Un martes a finales de octubre Jake y Carla se despertaron a las cinco de la mañana, se ducharon rápidamente, se vistieron, se despidieron de la madre de Jake (que hacía de canguro y dormía en el sofá) y salieron en el Saab. A la altura de Oxford se desviaron por un fast food para coches y se tomaron al vuelo un café con galletas. A una hora al oeste de Oxford las colinas daban paso al delta. Recorrieron a gran velocidad carreteras rodeadas de cultivos que el algodón ya maduro cubría de blanco, y por los que reptaban las cosechadoras como insectos gigantes, devorando cuatro hileras a la vez, mientras los camiones aguardaban el momento de cargar con la cosecha. En un letrero viejo ponía PARCHMAN, 8 KM. Poco después apareció la valla de la cárcel.

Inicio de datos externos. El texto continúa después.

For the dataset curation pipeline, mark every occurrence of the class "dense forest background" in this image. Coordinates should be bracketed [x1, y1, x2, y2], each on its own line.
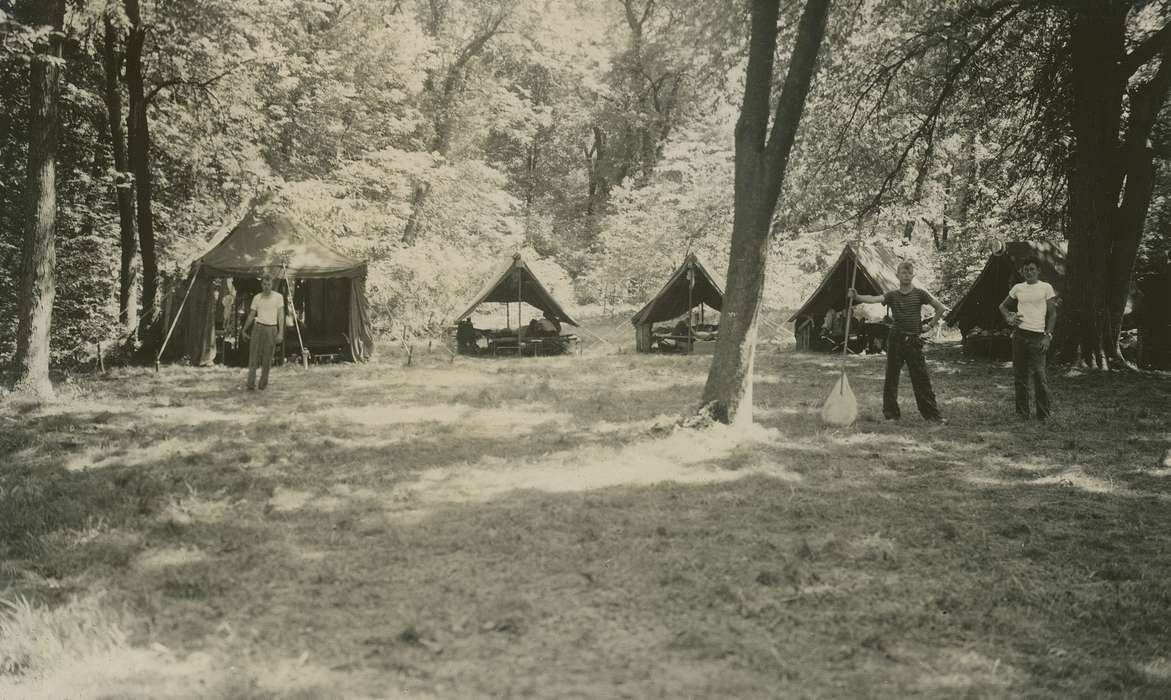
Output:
[0, 0, 1171, 364]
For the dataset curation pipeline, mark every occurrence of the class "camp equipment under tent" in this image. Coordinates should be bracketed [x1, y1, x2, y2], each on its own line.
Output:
[630, 253, 724, 352]
[158, 205, 374, 365]
[456, 253, 578, 355]
[789, 243, 899, 351]
[944, 241, 1066, 359]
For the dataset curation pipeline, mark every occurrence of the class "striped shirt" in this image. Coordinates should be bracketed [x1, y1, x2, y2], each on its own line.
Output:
[882, 287, 931, 336]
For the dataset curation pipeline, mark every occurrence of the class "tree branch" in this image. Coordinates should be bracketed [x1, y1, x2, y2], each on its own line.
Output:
[146, 56, 259, 104]
[863, 2, 1030, 212]
[1119, 22, 1171, 77]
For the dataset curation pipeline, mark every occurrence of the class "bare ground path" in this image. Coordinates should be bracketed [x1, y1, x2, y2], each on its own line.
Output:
[0, 339, 1171, 698]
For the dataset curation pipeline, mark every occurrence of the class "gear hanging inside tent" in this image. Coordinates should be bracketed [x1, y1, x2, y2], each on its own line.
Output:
[821, 251, 858, 427]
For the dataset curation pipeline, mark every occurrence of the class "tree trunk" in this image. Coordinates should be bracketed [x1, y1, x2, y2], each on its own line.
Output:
[903, 138, 938, 244]
[13, 0, 66, 398]
[102, 16, 138, 331]
[704, 0, 830, 425]
[1060, 1, 1127, 368]
[125, 0, 158, 320]
[1059, 0, 1171, 368]
[403, 183, 431, 246]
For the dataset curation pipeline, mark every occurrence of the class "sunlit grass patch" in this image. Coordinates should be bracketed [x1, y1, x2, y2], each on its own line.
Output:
[0, 596, 128, 688]
[0, 337, 1171, 700]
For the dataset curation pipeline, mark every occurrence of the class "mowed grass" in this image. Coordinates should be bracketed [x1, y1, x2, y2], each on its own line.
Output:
[0, 324, 1171, 699]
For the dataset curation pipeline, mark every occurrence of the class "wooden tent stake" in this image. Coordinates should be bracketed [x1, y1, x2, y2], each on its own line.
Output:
[155, 272, 199, 372]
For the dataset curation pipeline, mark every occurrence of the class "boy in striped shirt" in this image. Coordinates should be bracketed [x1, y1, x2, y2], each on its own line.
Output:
[849, 260, 947, 423]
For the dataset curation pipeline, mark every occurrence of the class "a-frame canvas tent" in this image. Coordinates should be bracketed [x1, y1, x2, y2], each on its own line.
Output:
[789, 242, 899, 350]
[630, 253, 724, 352]
[159, 205, 374, 365]
[944, 241, 1066, 337]
[456, 253, 577, 325]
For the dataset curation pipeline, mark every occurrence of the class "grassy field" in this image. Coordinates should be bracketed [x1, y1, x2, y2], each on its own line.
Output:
[0, 324, 1171, 699]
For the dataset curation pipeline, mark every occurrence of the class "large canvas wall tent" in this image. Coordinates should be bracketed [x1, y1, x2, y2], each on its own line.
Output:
[789, 242, 899, 352]
[158, 205, 374, 365]
[456, 253, 580, 355]
[630, 253, 724, 352]
[944, 241, 1066, 359]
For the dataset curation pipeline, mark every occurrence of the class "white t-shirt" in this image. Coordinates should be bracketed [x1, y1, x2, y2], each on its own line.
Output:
[252, 291, 285, 325]
[1008, 281, 1057, 332]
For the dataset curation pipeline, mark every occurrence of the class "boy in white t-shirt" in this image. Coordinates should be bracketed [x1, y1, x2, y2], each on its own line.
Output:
[1000, 255, 1057, 421]
[244, 275, 285, 391]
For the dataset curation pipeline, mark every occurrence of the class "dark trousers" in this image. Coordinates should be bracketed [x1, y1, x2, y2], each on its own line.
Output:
[882, 330, 941, 420]
[248, 323, 276, 389]
[1013, 330, 1049, 420]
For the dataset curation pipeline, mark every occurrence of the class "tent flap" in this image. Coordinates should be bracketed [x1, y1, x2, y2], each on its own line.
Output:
[350, 277, 374, 362]
[194, 208, 367, 279]
[789, 243, 899, 321]
[456, 253, 577, 325]
[630, 253, 724, 327]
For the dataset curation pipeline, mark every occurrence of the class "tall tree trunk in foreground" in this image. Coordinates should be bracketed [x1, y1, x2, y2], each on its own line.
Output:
[704, 0, 830, 424]
[125, 0, 158, 320]
[14, 0, 66, 398]
[1059, 0, 1171, 368]
[102, 16, 138, 330]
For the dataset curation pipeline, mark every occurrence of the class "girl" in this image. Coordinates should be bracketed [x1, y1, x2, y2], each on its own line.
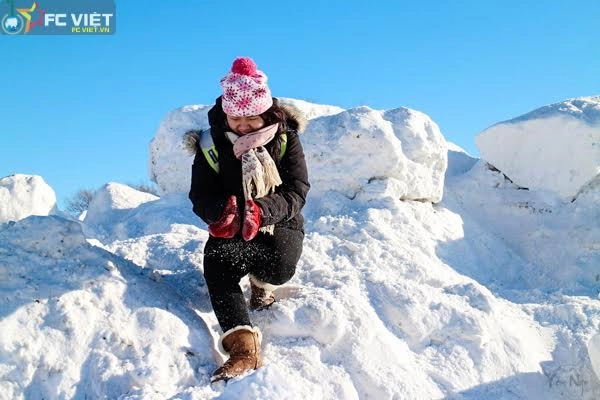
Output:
[187, 58, 310, 382]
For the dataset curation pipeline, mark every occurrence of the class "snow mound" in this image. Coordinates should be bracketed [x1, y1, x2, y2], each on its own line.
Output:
[148, 98, 343, 195]
[83, 183, 158, 240]
[0, 174, 57, 223]
[445, 142, 478, 179]
[476, 97, 600, 201]
[0, 217, 212, 399]
[148, 105, 212, 195]
[302, 107, 447, 202]
[279, 97, 344, 120]
[443, 160, 600, 296]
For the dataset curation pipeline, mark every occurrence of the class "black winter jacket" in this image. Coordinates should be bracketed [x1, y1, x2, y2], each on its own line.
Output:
[189, 98, 310, 232]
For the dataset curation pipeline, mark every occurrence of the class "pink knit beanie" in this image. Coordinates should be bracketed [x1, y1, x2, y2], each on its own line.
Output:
[221, 57, 273, 117]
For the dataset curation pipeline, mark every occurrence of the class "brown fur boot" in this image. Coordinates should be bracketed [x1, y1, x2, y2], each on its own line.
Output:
[210, 325, 262, 382]
[250, 275, 277, 311]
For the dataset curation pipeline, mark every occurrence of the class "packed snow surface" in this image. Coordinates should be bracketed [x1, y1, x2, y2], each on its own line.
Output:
[0, 100, 600, 400]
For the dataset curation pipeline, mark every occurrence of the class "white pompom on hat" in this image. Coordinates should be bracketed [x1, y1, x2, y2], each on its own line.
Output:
[221, 57, 273, 117]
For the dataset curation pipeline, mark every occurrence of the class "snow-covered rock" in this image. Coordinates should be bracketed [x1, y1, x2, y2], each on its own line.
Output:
[445, 142, 478, 179]
[476, 96, 600, 201]
[83, 183, 158, 240]
[0, 216, 212, 400]
[148, 105, 212, 195]
[148, 98, 344, 195]
[302, 107, 447, 202]
[279, 97, 344, 120]
[0, 174, 57, 223]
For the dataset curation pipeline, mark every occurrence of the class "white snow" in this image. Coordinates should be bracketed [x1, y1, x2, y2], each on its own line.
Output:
[476, 97, 600, 201]
[0, 174, 56, 223]
[303, 107, 447, 202]
[0, 97, 600, 400]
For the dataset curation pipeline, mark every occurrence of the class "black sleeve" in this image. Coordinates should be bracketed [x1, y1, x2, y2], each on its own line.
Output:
[256, 131, 310, 226]
[189, 149, 226, 224]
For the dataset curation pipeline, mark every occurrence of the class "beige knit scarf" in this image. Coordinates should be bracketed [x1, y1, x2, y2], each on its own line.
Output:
[225, 124, 281, 235]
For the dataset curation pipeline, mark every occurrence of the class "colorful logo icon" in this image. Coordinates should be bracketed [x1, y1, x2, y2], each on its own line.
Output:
[1, 0, 25, 35]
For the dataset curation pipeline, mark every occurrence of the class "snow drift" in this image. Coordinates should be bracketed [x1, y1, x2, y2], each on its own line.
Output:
[476, 97, 600, 201]
[0, 174, 56, 223]
[148, 98, 343, 194]
[150, 99, 447, 202]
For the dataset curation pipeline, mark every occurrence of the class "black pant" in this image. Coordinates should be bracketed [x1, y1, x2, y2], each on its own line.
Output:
[204, 226, 304, 332]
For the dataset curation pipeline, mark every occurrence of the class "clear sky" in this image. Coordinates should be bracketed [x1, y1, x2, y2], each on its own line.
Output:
[0, 0, 600, 205]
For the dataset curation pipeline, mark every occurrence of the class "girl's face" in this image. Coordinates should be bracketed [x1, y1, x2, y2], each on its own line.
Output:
[227, 115, 265, 136]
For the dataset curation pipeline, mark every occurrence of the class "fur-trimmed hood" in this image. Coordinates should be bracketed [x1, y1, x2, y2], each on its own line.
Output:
[183, 97, 308, 155]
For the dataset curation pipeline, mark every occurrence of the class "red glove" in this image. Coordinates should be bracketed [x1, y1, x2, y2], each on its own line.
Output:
[242, 200, 262, 241]
[208, 196, 240, 239]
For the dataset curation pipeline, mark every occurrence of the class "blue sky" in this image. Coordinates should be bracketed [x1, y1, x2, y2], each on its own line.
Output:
[0, 0, 600, 205]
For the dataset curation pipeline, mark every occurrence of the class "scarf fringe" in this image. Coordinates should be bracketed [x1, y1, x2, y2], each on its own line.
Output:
[237, 142, 282, 235]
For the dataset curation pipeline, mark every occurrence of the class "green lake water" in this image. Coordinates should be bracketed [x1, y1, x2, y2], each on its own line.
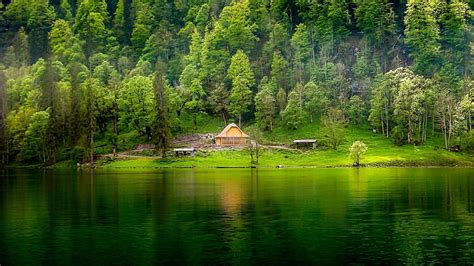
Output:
[0, 169, 474, 266]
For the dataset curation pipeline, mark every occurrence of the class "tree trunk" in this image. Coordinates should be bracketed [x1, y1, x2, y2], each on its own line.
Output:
[89, 117, 94, 163]
[222, 111, 227, 125]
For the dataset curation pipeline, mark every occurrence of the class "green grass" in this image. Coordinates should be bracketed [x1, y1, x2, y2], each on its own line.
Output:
[51, 115, 474, 168]
[104, 120, 474, 168]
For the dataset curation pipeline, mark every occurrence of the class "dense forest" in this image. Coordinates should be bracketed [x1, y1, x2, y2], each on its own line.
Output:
[0, 0, 474, 164]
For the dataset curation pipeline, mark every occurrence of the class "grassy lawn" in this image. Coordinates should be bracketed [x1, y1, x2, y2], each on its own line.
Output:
[103, 121, 474, 168]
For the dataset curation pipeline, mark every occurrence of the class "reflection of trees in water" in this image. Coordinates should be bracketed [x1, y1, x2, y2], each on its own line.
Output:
[0, 169, 474, 264]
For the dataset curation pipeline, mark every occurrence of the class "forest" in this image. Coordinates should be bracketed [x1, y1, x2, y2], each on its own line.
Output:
[0, 0, 474, 164]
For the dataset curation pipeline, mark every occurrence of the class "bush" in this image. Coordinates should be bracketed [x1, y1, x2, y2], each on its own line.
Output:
[463, 130, 474, 153]
[349, 140, 367, 166]
[71, 146, 87, 163]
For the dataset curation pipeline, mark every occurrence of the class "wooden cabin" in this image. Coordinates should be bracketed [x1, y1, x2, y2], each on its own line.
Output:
[216, 123, 250, 146]
[293, 139, 317, 149]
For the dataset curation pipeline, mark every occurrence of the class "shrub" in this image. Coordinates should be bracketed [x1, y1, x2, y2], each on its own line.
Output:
[349, 140, 367, 166]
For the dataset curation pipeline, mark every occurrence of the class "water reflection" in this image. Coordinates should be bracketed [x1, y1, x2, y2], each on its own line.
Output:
[0, 169, 474, 265]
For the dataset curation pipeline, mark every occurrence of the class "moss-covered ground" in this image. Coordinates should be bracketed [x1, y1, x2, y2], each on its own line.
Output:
[97, 118, 474, 168]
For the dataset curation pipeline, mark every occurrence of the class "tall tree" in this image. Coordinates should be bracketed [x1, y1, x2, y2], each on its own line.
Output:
[49, 19, 84, 64]
[0, 69, 8, 166]
[228, 50, 255, 127]
[255, 80, 276, 131]
[27, 0, 56, 62]
[74, 0, 109, 57]
[405, 0, 441, 75]
[282, 89, 306, 129]
[153, 60, 171, 156]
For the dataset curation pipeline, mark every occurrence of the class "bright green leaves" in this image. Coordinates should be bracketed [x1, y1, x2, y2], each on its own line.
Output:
[119, 75, 155, 137]
[228, 50, 255, 126]
[405, 0, 441, 75]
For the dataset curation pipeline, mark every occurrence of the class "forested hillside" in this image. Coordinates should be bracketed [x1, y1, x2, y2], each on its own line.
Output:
[0, 0, 474, 163]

Jake ya la conocía. Durante su último semestre en la facultad de derecho, un profesor de procedimiento penal había organizado el viaje anual a la tristemente famosa penitenciaría del estado. Jake y el resto de la clase habían escuchado a lo largo de unas horas a los administradores, y habían mirado boquiabiertos desde lejos a los condenados a muerte. El plato fuerte había sido una entrevista colectiva a Jerry Ray Mason, un asesino convicto cuyo caso habían estudiado, y cuyo último paseo hasta la cámara de gas estaba programado en menos de tres meses. Mason se había empecinado en defender su inocencia, aunque no hubiera pruebas de ella. También había tenido la arrogancia de predecir que el estado fracasaría en sus planes, pero el tiempo no le dio la razón. Después de sus estudios de derecho Jake había hecho dos visitas más a la cárcel para hablar con clientes. En aquel momento tenía a cuatro en Parchman, y a tres en el circuito federal.
Carla y él aparcaron cerca de un pabellón administrativo y entraron. Siguiendo los letreros encontraron un pasillo lleno de gente con aspecto de no estar donde quería estar. Jake se registró, y le dieron un documento titulado «Audiencias de libertad condicional – Lista». Él venía a ver al tercero: Dennis Yawkey, 10.00 a m. Con la esperanza de esquivar a la familia Yawkey, Jake y Carla subieron al primer piso y acabaron encontrando el despacho de Floyd Green, un antiguo compañero de clase que ahora trabajaba para el sistema penitenciario del estado. Jake le había avisado por teléfono de su llegada. Le había pedido un favor, y Floyd trataba de ayudarle. Jake sacó una carta de Nick Norton, el abogado de Clanton que representaba a Marvis Lang, inquilino a la sazón del campo 29 de máxima seguridad. Floyd cogió la carta y dijo que intentaría concertar una entrevista.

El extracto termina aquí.